花粉症でコンタクトが辛い人へ|装用中に使える目薬の選び方とケアのコツ

woman in white shirt with yellow flower on ear 花粉症

こんにちは、編集部の恵方巻子(えほう まきこ)です。

花粉症シーズンでも、コンタクトを外さずに使える目薬はあります。ただし「防腐剤フリー」かつ「コンタクト装用中OK」の表示がある製品に限ります。この2条件を外すとレンズが変質したり、防腐剤がレンズに蓄積して逆効果になることがあります。

目がかゆくてゴロゴロして夕方には充血でまっか…というコンタクト装用者ならではのつらさ、心当たりがある方は多いと思います。装用タイプ(ソフト・ハード・1日使い捨て)によって選ぶべき目薬と対策が変わるので、順番に整理していきます。

なぜ花粉症でコンタクトが辛くなるのか

花粉がレンズの表面に付着すると、まぶたの内側の結膜と直接こすれ続けます。裸眼より接触面積が広いぶん、刺激が増えやすい構造です。

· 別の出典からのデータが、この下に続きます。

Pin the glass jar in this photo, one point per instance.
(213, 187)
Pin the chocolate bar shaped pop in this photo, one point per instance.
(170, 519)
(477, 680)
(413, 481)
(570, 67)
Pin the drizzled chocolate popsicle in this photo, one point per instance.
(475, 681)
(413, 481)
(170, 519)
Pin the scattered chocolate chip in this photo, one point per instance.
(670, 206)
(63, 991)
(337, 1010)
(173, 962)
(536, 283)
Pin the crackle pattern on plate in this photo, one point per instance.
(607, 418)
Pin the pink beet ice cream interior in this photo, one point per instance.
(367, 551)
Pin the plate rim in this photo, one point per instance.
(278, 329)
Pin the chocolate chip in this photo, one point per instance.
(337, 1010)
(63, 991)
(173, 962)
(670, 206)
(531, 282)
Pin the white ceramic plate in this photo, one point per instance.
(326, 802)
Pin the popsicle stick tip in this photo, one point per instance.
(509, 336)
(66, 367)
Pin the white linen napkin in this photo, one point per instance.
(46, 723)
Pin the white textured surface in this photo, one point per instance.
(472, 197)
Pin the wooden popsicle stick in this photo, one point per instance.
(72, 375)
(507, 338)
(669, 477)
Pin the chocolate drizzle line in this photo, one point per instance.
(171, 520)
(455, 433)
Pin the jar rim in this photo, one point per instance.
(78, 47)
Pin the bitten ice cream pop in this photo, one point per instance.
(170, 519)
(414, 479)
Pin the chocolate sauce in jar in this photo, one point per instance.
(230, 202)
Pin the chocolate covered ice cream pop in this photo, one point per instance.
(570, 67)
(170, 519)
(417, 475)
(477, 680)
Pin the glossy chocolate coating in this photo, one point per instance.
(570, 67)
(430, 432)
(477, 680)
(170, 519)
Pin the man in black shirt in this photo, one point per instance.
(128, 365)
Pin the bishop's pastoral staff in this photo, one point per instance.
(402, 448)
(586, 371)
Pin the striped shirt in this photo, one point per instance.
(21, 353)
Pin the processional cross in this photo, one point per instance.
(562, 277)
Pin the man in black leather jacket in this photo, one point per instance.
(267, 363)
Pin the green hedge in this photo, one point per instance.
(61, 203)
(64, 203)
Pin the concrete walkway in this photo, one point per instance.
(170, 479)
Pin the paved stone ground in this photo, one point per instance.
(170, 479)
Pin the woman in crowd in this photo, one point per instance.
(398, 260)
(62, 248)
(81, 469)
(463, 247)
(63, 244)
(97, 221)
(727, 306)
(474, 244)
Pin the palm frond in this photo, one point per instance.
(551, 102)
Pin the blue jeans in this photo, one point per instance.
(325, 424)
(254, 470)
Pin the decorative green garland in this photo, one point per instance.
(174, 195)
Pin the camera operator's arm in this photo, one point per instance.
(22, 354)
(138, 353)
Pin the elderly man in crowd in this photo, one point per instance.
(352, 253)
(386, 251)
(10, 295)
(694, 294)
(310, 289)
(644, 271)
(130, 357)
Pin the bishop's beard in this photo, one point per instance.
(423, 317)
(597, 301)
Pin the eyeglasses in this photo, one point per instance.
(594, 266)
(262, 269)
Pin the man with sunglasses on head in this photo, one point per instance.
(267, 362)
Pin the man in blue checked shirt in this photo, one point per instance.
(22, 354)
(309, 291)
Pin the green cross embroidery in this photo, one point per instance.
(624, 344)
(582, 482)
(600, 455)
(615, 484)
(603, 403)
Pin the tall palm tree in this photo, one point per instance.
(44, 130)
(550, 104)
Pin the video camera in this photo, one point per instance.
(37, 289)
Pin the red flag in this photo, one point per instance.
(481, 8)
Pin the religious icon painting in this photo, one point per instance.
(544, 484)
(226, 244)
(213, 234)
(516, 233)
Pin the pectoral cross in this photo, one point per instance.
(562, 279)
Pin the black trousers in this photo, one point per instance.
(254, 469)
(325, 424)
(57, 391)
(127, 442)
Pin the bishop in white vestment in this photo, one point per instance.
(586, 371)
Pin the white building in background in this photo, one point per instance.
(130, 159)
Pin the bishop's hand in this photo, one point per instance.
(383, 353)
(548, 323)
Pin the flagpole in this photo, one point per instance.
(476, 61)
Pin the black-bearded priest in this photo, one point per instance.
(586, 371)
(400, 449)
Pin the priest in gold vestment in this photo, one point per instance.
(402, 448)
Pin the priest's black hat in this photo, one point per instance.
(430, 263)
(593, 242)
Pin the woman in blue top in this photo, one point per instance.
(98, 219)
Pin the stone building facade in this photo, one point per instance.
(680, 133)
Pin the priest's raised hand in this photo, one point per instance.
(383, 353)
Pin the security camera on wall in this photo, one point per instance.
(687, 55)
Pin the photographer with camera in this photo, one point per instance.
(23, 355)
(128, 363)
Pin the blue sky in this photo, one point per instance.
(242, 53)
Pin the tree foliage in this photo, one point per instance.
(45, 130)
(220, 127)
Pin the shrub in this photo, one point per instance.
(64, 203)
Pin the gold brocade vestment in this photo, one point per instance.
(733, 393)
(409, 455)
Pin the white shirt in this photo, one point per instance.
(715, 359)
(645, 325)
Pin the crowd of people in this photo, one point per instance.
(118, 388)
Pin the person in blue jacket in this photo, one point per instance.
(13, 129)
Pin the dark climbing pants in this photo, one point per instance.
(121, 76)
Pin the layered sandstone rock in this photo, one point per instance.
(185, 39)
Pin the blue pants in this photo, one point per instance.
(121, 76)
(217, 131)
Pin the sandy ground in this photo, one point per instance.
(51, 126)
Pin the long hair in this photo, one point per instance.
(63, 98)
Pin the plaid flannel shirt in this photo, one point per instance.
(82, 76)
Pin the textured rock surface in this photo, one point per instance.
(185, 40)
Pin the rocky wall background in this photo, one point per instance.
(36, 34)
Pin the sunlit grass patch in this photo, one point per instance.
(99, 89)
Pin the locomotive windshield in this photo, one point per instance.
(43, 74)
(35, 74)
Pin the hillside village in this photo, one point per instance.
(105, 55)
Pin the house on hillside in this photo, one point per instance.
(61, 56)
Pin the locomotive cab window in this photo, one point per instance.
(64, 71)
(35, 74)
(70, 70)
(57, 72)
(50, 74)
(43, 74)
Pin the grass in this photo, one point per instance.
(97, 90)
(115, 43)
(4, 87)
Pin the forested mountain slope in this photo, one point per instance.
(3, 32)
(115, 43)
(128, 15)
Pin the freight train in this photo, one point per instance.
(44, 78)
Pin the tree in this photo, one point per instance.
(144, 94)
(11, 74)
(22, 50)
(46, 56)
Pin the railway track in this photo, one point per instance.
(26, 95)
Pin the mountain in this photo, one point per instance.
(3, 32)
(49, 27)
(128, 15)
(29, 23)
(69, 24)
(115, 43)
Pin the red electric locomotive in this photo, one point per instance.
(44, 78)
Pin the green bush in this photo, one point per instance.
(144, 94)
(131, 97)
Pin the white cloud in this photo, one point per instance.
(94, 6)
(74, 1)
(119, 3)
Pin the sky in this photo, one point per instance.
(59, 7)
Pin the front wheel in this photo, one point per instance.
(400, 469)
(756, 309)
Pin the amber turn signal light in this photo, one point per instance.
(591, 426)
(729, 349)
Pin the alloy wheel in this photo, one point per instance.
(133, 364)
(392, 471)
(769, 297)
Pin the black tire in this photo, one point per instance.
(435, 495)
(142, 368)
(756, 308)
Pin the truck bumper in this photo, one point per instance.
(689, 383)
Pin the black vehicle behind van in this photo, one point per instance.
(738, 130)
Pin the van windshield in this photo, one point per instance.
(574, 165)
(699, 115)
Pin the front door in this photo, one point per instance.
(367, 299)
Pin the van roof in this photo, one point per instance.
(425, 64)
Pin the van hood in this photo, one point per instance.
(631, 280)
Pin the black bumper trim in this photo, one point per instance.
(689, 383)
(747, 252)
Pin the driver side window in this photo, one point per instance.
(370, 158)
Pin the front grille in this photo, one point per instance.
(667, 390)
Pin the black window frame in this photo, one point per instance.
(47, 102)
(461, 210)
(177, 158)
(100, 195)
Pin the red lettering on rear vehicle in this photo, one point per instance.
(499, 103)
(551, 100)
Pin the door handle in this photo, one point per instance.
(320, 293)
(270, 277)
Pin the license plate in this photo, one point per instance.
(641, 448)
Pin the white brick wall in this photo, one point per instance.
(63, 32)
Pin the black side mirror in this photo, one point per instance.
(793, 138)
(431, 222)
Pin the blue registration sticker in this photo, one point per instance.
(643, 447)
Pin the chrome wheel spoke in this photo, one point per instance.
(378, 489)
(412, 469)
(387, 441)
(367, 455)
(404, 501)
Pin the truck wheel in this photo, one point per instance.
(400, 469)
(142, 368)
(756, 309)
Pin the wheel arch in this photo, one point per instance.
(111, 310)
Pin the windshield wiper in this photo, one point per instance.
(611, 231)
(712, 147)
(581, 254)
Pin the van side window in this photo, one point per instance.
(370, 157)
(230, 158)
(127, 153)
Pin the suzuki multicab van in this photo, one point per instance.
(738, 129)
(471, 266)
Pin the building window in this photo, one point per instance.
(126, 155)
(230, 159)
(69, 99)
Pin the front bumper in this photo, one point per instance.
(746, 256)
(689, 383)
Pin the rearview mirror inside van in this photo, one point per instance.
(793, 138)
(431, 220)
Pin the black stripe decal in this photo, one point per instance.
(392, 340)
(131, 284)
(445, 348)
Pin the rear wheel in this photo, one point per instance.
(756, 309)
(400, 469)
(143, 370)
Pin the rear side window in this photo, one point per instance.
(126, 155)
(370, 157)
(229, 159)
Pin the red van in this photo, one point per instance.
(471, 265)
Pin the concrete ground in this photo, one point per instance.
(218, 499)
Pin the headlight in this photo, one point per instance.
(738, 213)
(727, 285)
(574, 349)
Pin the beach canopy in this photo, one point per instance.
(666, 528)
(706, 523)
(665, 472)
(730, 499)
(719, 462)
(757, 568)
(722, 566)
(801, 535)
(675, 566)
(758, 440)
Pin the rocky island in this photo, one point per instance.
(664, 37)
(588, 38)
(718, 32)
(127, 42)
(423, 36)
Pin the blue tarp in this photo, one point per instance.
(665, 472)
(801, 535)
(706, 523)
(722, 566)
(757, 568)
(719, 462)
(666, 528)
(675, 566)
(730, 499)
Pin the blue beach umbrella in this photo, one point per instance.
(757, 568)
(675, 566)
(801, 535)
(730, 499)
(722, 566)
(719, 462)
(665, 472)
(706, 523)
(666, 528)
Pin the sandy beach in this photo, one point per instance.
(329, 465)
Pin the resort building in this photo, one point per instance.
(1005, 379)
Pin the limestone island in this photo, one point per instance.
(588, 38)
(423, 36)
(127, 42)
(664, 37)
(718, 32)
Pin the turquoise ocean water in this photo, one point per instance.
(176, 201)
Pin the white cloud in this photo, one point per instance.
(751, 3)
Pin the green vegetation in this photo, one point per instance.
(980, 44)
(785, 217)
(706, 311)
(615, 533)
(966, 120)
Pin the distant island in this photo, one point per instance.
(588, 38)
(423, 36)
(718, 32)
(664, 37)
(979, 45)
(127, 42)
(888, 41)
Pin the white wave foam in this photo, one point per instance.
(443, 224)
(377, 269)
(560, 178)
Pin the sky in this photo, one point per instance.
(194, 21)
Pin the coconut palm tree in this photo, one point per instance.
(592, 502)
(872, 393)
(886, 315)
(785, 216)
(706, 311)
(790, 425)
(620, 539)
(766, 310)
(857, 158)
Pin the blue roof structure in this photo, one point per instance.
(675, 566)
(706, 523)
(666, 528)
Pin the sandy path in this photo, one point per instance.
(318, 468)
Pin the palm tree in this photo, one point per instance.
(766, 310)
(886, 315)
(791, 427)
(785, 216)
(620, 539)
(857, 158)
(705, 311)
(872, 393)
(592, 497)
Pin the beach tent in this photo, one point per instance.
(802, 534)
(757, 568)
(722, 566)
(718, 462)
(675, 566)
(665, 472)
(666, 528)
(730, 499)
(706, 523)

また、花粉症の炎症反応で涙液の質が下がります。涙液には目を保湿し、汚れを流す働きがありますが、アレルギー反応が続くと成分バランスが崩れ、ドライアイに近い状態になります。コンタクト自体が涙液を蒸発させやすい素材でもあるため、症状が悪化しやすいのです。

装用中に起きやすい主な症状は次の3つです。

  • かゆみ・充血(ヒスタミン放出による)
  • ゴロゴロ感・異物感(花粉付着・乾燥)
  • 視力のボヤけ(涙液の不安定化)

コンタクト装用中に使える目薬の選び方

防腐剤フリーが外せない理由

一般的な目薬には、雑菌の繁殖を防ぐためにベンザルコニウム塩化物などの防腐剤が含まれています。この成分をソフトコンタクトレンズが吸収してしまうため、装用中に使うとレンズが変質したり、目への刺激が増えることがあります。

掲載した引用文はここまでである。